You seem to have found a niche you're good at, all I'd counsel you is to get better at managing impressions. I think what you want to do is great, and I think most HNers agree on that. But this doesn't seem like the appropriate forum to reach out in, and partly because of that and partly because of your wording, you come off sounding a little arrogant and like a salesperson. I think if you were less verbose, your intentions would shine through better.



> http://www.openssl.org/support/acknowledgments.html

And they're not selling Qualys on future contributions. They got their logo there, and it seems like it'll stay there forever. They are a "Past Contributor", and they get what could be prime corporate advertising space to security engineers for free every year they don't contribute. I can't tell if they're a current contributor, or how much it would cost to put $MY_COMPANY logo there. And I don't know why I would care, because it appears OpenSSL doesn't seem to care about who is paying year-to-year.

It says "Past or Current". That should just say "Current". Anyone who isn't a current contributor should get their name taken off. Also, where is Google? Apple? Microsoft? IBM? Oracle? Juniper? None of those names have logos up there. That should be fixed. Has anyone ever cold-called those companies and asked to talk to their sponsorship and corporate contributions groups?


Though from the sounds of it, it doesn't work very well presumably because there is no outbound sales process - which is what this person is suggesting doing.


The logic is really not that hard:

Open source software benefits the entire society/humanity.

Therefor, it (or at least the most critical components, such as OpenSSL) should be funded by all governments in an internationally coordinated effort (tax payer benefits = tax payer pays).

If we can have internationally coordinated efforts such as NATO, why can't we have them for extremely important/basic elements of our society such as technology?


> If we can have internationally coordinated efforts such as NATO, why can't we have them for extremely important/basic elements of our society such as technology?

This is a very interesting question.
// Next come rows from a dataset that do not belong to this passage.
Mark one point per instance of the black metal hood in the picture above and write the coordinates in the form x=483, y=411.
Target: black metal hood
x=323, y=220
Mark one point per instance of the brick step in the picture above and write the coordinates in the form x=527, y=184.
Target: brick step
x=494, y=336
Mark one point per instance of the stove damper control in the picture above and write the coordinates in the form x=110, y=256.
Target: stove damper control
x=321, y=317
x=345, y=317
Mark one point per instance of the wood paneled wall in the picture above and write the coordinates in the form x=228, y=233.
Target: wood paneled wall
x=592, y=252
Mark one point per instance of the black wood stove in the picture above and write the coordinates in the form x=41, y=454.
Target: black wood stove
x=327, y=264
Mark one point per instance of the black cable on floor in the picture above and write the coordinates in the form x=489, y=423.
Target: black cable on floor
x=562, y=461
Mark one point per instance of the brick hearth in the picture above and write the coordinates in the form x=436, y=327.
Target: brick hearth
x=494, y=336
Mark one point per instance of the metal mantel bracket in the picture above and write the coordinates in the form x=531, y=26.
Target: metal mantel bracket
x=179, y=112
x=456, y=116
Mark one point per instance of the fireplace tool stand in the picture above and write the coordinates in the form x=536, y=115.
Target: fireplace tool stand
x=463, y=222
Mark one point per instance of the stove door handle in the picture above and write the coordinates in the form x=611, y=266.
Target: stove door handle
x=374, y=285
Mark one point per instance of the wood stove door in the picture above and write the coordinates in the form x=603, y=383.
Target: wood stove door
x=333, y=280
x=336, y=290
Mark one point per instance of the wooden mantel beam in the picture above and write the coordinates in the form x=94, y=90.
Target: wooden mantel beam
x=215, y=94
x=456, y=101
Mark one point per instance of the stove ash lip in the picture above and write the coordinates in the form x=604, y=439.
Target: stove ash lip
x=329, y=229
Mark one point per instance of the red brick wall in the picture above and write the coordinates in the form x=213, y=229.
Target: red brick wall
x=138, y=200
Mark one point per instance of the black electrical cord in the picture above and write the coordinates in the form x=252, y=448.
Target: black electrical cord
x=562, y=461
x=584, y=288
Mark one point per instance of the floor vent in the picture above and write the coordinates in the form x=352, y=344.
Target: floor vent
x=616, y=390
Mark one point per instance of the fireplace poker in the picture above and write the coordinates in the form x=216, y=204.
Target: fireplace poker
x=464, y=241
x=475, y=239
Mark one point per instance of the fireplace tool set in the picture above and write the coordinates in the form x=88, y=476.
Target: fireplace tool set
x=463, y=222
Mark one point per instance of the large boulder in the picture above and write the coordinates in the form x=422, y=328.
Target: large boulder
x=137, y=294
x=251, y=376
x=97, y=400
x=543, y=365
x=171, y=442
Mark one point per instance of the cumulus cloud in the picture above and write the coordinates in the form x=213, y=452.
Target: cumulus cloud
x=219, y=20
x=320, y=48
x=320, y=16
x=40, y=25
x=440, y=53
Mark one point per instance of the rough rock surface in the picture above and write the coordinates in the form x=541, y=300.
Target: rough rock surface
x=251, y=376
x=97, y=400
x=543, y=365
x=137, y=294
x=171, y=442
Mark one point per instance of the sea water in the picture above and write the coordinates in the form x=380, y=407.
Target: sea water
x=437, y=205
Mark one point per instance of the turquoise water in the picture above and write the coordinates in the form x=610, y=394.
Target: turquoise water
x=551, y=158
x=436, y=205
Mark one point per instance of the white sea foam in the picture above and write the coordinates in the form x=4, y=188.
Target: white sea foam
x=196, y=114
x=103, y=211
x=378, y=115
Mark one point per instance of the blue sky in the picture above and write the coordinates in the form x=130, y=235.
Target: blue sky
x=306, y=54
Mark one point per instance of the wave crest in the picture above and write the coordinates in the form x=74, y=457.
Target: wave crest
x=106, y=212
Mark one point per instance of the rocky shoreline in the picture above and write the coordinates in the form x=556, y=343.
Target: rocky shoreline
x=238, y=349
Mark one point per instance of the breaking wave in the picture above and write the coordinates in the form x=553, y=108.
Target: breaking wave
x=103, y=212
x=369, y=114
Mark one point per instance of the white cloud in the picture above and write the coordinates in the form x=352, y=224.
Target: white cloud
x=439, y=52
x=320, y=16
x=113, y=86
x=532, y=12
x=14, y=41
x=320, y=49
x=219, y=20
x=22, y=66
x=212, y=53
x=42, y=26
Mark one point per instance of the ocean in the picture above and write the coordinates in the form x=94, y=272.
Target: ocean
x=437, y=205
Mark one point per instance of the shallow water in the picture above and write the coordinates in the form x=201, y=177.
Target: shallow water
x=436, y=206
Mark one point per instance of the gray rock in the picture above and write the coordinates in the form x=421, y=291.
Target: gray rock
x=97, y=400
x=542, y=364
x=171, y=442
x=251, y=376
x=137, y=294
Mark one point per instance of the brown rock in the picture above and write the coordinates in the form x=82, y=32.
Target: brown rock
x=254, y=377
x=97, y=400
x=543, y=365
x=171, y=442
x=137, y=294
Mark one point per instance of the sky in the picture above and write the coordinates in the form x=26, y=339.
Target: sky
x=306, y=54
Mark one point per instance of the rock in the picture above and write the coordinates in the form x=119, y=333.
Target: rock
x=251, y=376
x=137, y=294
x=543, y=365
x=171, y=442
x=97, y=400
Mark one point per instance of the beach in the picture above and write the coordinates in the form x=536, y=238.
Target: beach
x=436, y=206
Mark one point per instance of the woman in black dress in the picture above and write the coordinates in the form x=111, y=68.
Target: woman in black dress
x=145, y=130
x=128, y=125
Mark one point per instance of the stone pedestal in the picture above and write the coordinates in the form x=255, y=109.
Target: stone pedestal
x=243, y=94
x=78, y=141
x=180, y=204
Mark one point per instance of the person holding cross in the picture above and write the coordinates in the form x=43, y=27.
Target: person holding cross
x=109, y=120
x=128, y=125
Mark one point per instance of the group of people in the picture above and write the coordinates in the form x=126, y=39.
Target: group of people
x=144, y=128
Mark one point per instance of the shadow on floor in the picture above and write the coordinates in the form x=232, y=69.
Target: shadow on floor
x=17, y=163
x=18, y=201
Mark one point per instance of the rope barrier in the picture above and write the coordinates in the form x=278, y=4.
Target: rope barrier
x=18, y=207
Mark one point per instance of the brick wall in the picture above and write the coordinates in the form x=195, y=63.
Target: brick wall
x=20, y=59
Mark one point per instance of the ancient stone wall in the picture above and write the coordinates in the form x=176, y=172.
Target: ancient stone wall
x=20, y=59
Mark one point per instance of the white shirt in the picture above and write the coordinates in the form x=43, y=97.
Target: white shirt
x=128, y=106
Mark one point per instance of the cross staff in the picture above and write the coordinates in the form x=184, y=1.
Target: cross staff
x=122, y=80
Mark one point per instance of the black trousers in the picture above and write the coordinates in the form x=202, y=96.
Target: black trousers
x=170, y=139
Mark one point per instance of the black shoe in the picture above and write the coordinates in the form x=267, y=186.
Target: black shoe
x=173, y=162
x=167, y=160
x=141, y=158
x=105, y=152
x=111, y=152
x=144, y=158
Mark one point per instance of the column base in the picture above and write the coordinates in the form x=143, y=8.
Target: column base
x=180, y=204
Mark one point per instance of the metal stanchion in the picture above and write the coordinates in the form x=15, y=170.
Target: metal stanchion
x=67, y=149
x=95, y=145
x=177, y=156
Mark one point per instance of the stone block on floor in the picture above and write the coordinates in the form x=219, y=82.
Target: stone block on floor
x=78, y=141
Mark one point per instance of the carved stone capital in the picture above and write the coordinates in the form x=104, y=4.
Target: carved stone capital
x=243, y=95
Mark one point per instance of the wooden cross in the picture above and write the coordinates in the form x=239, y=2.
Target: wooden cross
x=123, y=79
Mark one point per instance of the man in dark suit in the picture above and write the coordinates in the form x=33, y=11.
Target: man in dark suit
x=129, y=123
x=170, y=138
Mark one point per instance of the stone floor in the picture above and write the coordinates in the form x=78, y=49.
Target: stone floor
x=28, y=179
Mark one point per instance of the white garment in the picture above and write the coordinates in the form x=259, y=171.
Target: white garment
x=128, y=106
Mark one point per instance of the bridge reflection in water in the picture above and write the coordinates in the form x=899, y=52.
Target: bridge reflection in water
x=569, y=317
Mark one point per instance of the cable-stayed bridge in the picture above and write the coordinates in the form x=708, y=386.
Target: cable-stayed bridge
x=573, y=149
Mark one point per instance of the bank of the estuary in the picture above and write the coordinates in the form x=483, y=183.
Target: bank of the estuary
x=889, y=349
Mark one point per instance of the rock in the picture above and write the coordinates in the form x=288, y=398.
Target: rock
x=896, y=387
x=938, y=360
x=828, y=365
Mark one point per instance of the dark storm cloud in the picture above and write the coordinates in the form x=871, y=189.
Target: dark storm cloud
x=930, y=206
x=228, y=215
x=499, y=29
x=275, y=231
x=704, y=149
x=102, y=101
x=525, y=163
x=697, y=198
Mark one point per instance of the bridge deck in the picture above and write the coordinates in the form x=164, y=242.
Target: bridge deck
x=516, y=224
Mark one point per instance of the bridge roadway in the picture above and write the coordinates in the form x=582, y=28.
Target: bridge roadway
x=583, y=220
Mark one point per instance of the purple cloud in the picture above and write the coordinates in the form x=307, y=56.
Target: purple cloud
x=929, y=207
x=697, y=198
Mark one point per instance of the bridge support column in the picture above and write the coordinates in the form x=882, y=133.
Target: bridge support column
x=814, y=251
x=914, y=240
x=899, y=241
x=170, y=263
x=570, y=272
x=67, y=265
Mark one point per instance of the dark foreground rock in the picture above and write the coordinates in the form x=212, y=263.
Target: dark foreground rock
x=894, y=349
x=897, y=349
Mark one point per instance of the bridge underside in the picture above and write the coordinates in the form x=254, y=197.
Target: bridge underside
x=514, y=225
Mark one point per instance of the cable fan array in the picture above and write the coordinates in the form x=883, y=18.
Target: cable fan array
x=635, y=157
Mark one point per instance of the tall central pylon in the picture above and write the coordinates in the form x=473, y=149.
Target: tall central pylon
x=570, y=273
The answer, most likely, is that the perception of security moves slower than the security concept[s] itself.

We come from an era where security was in most part physical, and we're transitioning to an era where it's much more logical; society though, is having a hard time adapting to the change.

For this reason, a technologist may see as obvious to take care or OpenSSL more than, say, building a tank, while a politician is stuck in with the latter only.

Also, I think we're only scratching the surface here. It's interesting, for example, to think of a parallel between the interests in keeping the world insecure. In practical terms, NSA has certainly a great interest in keeping security software broken even if used by the people it's supposed to protect; I wonder what was the parallel of this, 50 years ago, and especially, how is society going to react over the time.


NATO was set up in opposition to the Soviets / Warsaw Pact. It's "internationally coordinated" amoung some countries, not all.


Given today's murky geopolitical situation, its always good to cite history as correctly as possible:

"The North Atlantic Treaty Organization (NATO) .. also called the (North) Atlantic Alliance, is an intergovernmental military alliance based on the North Atlantic Treaty which was signed on 4 April 1949."

"The Warsaw Pact was in part a Soviet military reaction to the integration of West Germany into NATO in 1955, per the Paris Pacts of 1954 but was primarily motivated by Soviet desires to maintain control over military forces in Central and Eastern Europe"

[1] http://en.wikipedia.org/wiki/NATO [2] http://en.wikipedia.org/wiki/Warsaw_Pact


OK I stand corrected, NATO was set up first and then the Soviets set up the Warsaw Pact in reaction to NATO. But that still proves my point that NATO was one side, unlike (say) the UN which had/has both sides.